2: Check the Overall Endurance
This one could bring to mind the fundamental question of, “Do you really want a dive watch?” It’s fair enough to ask. A lot of pilot watches run in similar design circles as dive watches. Will this watch actually be underwater or do you just like the peace of mind it’ll stay safe if accidentally submerged. You want to go with something that has a lab-tested depth rating of 100 meters, at least, and that’s the floor. Durability skyrockets from there.
A quick side note on the use of dive watches while diving. Do you need one? Well, no, unless you are setting off to dive Corsica in the year 1974 you will almost certainly have a dive computer along that monitors your depth and dive time.
But if you’re serious that your watch should be up to pro-dive standards, run through these on the specs.
- International Organization for Standardization, or ISO-6425, compliant with up to 200 meters of water resistance.
- Casing of 316L-grade stainless steel.
- Sapphire crystal for less reflection underwater.
- Unidirectional bezel, a dive-watch must.

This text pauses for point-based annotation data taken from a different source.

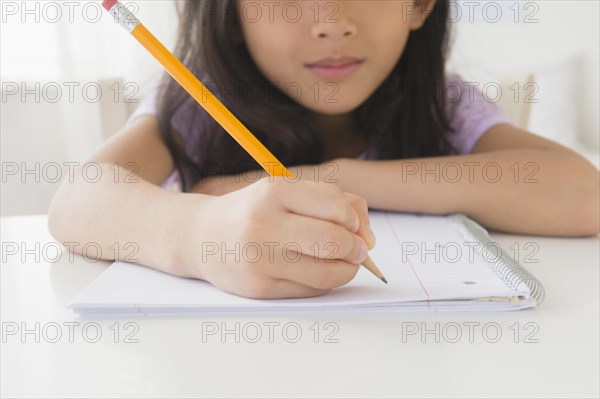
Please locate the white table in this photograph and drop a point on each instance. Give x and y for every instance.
(177, 357)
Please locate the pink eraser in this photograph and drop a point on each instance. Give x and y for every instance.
(108, 4)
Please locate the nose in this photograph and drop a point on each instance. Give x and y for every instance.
(333, 25)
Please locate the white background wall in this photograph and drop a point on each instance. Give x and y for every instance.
(67, 43)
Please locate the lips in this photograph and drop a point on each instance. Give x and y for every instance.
(335, 68)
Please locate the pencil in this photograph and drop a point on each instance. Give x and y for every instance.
(206, 99)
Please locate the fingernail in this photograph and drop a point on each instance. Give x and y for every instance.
(373, 239)
(355, 223)
(364, 251)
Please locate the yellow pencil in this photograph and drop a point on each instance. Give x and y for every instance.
(206, 99)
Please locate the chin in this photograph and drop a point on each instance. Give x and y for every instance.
(331, 108)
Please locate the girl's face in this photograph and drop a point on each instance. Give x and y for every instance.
(329, 56)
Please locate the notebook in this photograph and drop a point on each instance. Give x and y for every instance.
(432, 263)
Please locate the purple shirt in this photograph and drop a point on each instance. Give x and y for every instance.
(469, 112)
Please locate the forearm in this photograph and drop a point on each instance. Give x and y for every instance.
(519, 191)
(126, 218)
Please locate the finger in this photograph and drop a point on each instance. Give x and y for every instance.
(362, 210)
(318, 200)
(313, 272)
(321, 239)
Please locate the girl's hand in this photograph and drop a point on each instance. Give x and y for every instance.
(278, 239)
(225, 184)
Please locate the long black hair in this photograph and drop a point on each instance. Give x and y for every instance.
(404, 118)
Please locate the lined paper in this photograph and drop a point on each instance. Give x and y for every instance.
(427, 260)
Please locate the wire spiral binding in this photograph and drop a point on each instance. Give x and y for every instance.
(504, 265)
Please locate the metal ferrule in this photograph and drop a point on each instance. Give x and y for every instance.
(124, 17)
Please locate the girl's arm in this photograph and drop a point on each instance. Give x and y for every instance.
(268, 240)
(125, 213)
(513, 181)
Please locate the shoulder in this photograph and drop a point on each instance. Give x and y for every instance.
(470, 113)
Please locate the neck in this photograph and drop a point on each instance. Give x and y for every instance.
(340, 134)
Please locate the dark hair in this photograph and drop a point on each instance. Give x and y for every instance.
(404, 118)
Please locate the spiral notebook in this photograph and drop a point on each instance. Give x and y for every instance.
(432, 263)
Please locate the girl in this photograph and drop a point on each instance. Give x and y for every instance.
(354, 94)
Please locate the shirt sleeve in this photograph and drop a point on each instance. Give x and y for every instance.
(470, 113)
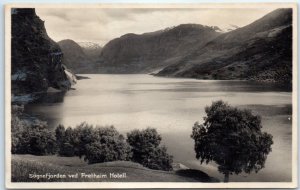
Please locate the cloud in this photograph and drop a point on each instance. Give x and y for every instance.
(102, 25)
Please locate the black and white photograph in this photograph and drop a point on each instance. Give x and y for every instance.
(177, 96)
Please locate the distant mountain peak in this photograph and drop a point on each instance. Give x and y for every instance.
(89, 45)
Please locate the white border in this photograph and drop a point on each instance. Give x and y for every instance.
(93, 185)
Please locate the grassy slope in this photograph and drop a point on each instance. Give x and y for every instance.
(23, 165)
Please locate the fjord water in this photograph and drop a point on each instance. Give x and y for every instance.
(172, 106)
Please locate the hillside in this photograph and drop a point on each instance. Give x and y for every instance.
(132, 53)
(36, 60)
(90, 49)
(260, 51)
(23, 165)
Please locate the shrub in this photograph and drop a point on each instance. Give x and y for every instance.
(107, 145)
(232, 138)
(147, 151)
(30, 136)
(94, 144)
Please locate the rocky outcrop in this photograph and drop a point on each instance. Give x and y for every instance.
(259, 51)
(80, 59)
(132, 53)
(36, 60)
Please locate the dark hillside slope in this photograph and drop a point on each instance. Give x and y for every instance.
(147, 52)
(35, 58)
(74, 57)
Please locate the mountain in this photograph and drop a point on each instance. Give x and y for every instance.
(36, 60)
(132, 53)
(261, 50)
(91, 49)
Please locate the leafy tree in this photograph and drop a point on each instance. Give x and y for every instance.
(147, 151)
(30, 136)
(94, 144)
(232, 138)
(107, 145)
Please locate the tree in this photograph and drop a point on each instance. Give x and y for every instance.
(232, 138)
(30, 136)
(107, 145)
(147, 151)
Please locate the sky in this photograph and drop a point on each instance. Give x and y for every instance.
(100, 25)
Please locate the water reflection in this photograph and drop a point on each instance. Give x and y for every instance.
(172, 106)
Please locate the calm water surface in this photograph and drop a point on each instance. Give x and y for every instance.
(172, 106)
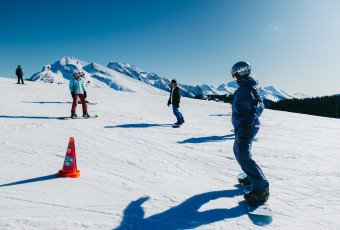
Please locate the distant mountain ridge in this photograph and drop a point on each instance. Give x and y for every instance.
(114, 76)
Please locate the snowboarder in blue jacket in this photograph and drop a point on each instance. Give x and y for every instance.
(77, 89)
(246, 110)
(19, 74)
(174, 99)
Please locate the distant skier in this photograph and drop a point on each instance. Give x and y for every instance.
(246, 110)
(19, 74)
(77, 89)
(174, 99)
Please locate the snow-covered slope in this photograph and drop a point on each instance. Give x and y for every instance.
(137, 172)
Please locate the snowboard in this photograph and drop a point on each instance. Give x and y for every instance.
(88, 103)
(70, 118)
(259, 209)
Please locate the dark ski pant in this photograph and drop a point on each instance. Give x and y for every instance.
(177, 114)
(20, 78)
(242, 151)
(75, 103)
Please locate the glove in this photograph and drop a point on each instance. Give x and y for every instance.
(245, 127)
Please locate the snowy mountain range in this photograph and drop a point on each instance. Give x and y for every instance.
(119, 75)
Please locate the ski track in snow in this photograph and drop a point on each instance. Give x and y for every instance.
(137, 172)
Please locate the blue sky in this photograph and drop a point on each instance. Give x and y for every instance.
(291, 44)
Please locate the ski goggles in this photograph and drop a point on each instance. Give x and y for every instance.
(241, 70)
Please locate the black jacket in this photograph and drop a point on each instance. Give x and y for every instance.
(175, 95)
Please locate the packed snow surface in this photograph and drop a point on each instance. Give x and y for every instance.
(137, 172)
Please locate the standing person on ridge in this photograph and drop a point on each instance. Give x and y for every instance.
(174, 99)
(77, 89)
(19, 74)
(246, 110)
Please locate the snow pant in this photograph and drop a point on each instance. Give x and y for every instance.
(20, 78)
(177, 114)
(75, 103)
(242, 151)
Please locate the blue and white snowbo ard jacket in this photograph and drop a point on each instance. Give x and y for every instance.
(247, 106)
(77, 85)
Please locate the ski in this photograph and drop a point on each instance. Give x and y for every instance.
(259, 209)
(74, 118)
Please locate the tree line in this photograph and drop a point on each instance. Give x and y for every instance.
(327, 106)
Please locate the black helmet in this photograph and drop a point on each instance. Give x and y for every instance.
(241, 69)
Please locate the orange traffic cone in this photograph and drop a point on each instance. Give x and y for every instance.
(70, 163)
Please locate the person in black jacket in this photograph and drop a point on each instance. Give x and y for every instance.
(19, 74)
(246, 110)
(174, 99)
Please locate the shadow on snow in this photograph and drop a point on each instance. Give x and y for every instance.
(208, 139)
(29, 117)
(141, 125)
(47, 102)
(43, 178)
(220, 115)
(183, 216)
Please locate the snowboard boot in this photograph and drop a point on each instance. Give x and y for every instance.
(256, 197)
(244, 181)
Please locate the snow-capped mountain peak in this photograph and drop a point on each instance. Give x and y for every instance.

- Rubber strap adaptable (for fitting over a wetsuit).
- Hands, dial and bezel with lots of lume for low-light visibility.
3: Check the Seal
This one is just about water (you are buying a dive watch!). You want to make sure that absolutely nothing from the outside gets on the inside of your dive watch. So, roll through this sub-list and see if the watch you have in mind is secure in these three traditional problem points.
- The Gaskets: If the water’s coming in, it’s likely coming through these guys, specifically designed to stop water from entering. Dive watches live and die by these rubber rings that will eventually dry out and fail no matter how good the watch. Most dive watches have gasket-heavy systems and yours should too.

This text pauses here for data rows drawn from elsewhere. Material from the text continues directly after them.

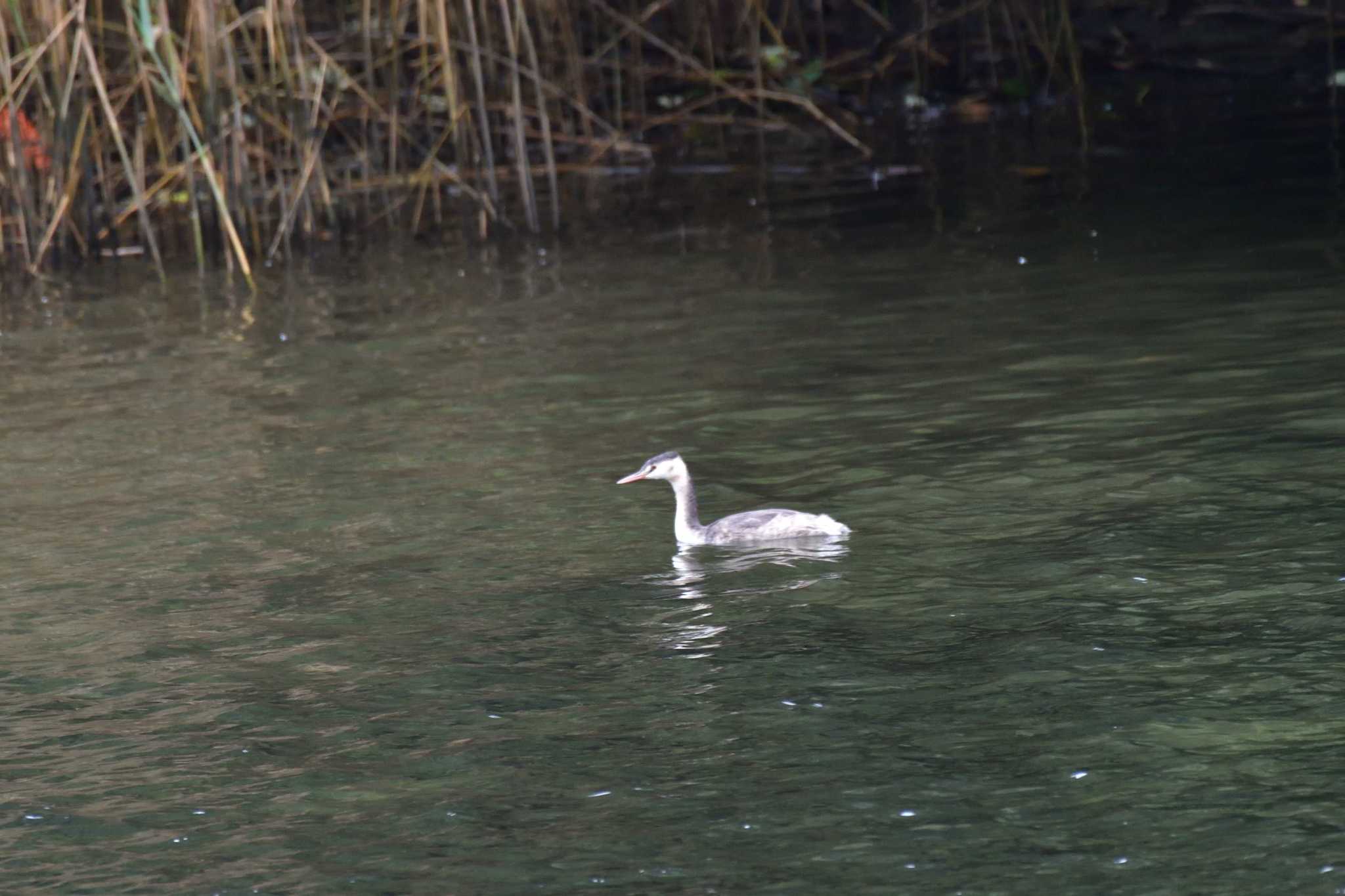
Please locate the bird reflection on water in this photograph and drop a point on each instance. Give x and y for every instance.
(695, 580)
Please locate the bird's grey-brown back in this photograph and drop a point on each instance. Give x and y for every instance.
(740, 528)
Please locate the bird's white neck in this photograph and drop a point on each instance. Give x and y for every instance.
(686, 524)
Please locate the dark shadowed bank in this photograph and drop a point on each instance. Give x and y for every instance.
(241, 132)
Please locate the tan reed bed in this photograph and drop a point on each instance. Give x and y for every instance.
(248, 125)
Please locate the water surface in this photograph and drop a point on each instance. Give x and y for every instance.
(331, 590)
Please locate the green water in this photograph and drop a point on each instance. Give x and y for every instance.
(334, 593)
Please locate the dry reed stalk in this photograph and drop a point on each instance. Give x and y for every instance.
(479, 83)
(545, 120)
(115, 129)
(525, 182)
(171, 82)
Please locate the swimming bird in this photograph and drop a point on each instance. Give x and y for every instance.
(740, 528)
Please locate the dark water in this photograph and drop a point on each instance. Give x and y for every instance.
(332, 591)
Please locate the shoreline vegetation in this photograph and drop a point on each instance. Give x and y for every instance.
(245, 129)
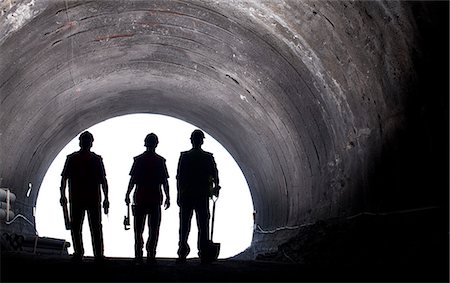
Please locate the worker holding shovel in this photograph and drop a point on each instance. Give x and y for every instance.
(148, 174)
(197, 181)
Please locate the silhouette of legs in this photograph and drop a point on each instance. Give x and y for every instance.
(185, 227)
(95, 223)
(77, 218)
(154, 221)
(202, 214)
(139, 222)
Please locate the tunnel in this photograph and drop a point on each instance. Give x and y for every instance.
(335, 111)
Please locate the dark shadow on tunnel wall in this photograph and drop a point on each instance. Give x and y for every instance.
(407, 224)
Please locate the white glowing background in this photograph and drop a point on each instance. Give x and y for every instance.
(118, 140)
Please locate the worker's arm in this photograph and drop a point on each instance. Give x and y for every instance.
(105, 192)
(130, 188)
(215, 178)
(166, 192)
(63, 199)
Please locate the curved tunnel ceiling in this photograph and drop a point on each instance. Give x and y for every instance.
(300, 93)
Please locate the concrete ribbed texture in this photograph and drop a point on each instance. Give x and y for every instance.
(304, 95)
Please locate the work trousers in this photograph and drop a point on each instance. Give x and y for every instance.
(154, 221)
(201, 209)
(77, 212)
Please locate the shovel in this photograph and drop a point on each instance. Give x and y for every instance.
(214, 248)
(126, 219)
(66, 217)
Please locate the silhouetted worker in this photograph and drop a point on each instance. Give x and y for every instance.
(196, 175)
(148, 173)
(85, 172)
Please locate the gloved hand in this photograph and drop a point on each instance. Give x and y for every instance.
(167, 203)
(63, 200)
(106, 206)
(215, 191)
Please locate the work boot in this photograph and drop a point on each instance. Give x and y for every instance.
(151, 258)
(138, 260)
(181, 260)
(77, 257)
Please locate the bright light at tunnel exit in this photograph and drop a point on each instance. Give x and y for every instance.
(118, 140)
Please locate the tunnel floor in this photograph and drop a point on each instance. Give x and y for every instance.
(19, 267)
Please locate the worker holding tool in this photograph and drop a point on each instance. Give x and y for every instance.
(148, 173)
(197, 181)
(85, 172)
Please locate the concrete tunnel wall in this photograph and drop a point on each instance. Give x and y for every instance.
(304, 95)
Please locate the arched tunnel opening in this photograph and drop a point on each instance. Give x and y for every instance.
(118, 140)
(336, 111)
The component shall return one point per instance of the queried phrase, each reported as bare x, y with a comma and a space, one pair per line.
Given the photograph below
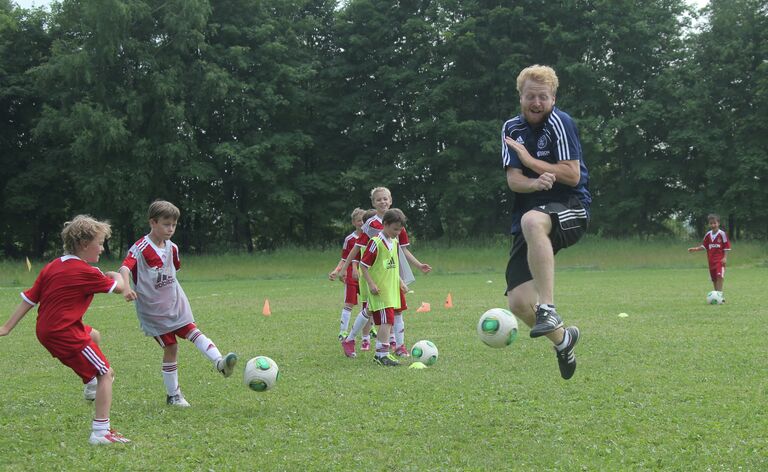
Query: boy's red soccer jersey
349, 244
716, 244
372, 227
64, 289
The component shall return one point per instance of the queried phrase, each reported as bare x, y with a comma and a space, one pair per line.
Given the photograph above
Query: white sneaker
89, 391
111, 437
177, 400
226, 365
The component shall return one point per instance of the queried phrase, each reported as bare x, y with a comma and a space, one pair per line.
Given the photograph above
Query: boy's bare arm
412, 260
17, 315
120, 287
128, 292
352, 254
372, 287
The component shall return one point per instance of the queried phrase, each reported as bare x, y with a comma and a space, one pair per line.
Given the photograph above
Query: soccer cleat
402, 351
349, 348
387, 361
566, 359
111, 437
89, 391
226, 365
546, 322
177, 400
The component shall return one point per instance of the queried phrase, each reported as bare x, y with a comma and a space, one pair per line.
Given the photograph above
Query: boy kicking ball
161, 304
63, 291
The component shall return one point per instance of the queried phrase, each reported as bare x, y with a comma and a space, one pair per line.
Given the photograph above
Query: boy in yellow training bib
380, 268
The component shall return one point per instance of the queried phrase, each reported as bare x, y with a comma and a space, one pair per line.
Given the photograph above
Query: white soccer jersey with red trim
161, 306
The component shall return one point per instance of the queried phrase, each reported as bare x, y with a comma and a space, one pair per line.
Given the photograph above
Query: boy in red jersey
717, 245
379, 266
64, 289
381, 198
351, 285
161, 304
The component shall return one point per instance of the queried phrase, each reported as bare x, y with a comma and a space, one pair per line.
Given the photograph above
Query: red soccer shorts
168, 339
350, 293
717, 271
403, 305
384, 316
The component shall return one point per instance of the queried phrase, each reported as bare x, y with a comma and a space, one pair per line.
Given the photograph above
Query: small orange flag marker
266, 311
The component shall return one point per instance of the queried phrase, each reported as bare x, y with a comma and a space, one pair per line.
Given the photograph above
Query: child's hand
130, 295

- The Crown: You’ll want to look for a screw-down or screw-in crown. As the names suggest, screw crowns work like screws in threads to seal out water when tightened.

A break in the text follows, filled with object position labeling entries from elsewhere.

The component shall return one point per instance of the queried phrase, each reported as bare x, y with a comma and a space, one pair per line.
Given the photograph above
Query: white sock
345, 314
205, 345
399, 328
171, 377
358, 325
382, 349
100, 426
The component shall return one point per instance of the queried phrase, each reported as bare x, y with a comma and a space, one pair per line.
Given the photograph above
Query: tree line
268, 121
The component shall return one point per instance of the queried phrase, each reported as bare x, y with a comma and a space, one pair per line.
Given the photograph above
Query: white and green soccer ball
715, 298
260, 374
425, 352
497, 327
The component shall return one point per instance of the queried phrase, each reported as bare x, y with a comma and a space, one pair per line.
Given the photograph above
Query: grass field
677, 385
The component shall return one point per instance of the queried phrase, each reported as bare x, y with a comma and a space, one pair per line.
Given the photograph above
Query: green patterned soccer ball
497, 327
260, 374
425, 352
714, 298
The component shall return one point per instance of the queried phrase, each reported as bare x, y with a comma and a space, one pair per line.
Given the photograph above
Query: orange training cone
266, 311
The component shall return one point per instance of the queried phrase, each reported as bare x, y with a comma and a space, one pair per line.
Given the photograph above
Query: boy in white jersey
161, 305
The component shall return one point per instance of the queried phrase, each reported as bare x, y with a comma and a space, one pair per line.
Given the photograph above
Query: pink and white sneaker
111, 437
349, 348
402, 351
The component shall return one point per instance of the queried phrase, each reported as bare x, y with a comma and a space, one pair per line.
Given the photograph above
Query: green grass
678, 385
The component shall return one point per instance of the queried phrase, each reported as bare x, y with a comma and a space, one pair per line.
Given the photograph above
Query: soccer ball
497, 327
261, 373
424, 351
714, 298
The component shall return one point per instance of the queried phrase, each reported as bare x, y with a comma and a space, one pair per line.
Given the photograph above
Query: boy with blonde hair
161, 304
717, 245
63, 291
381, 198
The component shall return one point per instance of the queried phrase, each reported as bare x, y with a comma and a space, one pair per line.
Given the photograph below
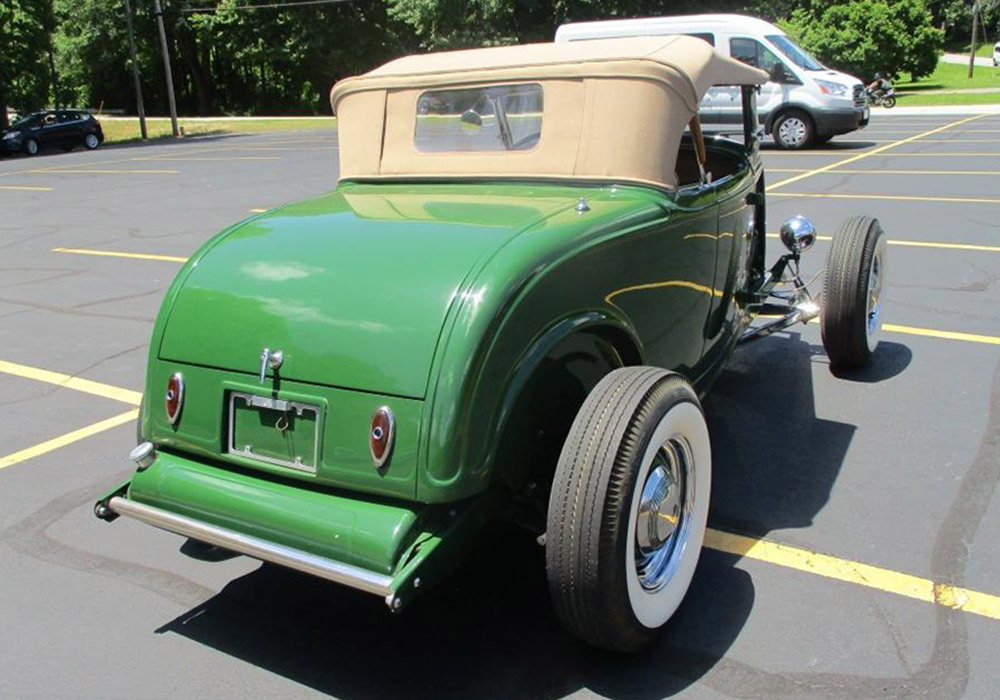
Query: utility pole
135, 71
975, 32
54, 78
166, 67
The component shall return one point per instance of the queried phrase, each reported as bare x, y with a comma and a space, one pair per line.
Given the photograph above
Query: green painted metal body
473, 310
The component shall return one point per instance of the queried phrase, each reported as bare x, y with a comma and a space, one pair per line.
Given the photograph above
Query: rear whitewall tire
653, 608
638, 444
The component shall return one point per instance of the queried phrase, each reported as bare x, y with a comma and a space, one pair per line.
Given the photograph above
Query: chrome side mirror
798, 234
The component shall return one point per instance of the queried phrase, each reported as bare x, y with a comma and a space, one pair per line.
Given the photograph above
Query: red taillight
381, 436
174, 399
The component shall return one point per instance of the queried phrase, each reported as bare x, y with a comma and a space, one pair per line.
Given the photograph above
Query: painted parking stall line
70, 381
873, 152
856, 573
892, 197
68, 439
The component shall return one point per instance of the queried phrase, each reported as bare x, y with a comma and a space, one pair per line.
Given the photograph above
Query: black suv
64, 128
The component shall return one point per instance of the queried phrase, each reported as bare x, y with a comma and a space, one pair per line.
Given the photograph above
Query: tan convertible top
612, 108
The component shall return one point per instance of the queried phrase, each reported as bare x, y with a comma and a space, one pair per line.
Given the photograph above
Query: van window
710, 38
753, 53
795, 53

- The Case: Look for a screw back case over one without screws. They may tell you it’s a full seal, but if you’re just popping that case back on and off then there’s a pretty good chance that you’ll have a leak from a crack or opening there.
4: Decide Between Quartz and Mechanical
This is largely driven by the price range you choose but worth noting. On the low end, you have quartz movement. While it lacks the prestige of mechanical movement, you might be reminded that quartz is generally more accurate. On the mid-range and higher scale, you’ll probably want to go with automatic mechanical movement. Swiss with a long brand history is optimal but the big Japanese producers also make some solid mechanical movement.
5: Envision Where You’ll Wear the Watch
On the checklist’s final item you may decide you don’t want a dive watch at all. Here you ask where this watch will be going with you. No matter how much you spend, this is not going to be your go-to dress watch. Dive watches are meant for days of sports, casual gathering with friends and, yes, they can go business formal in a pinch.
So if this is you, if this is how you see your next watch purchase, then take the plunge and get yourself an amazing dive watch. You might not be James Bond and his Omega Seamaster, or A-listers jetting across the globe with Rolex Submariners, but you will have a pretty cool dive watch on your wrist.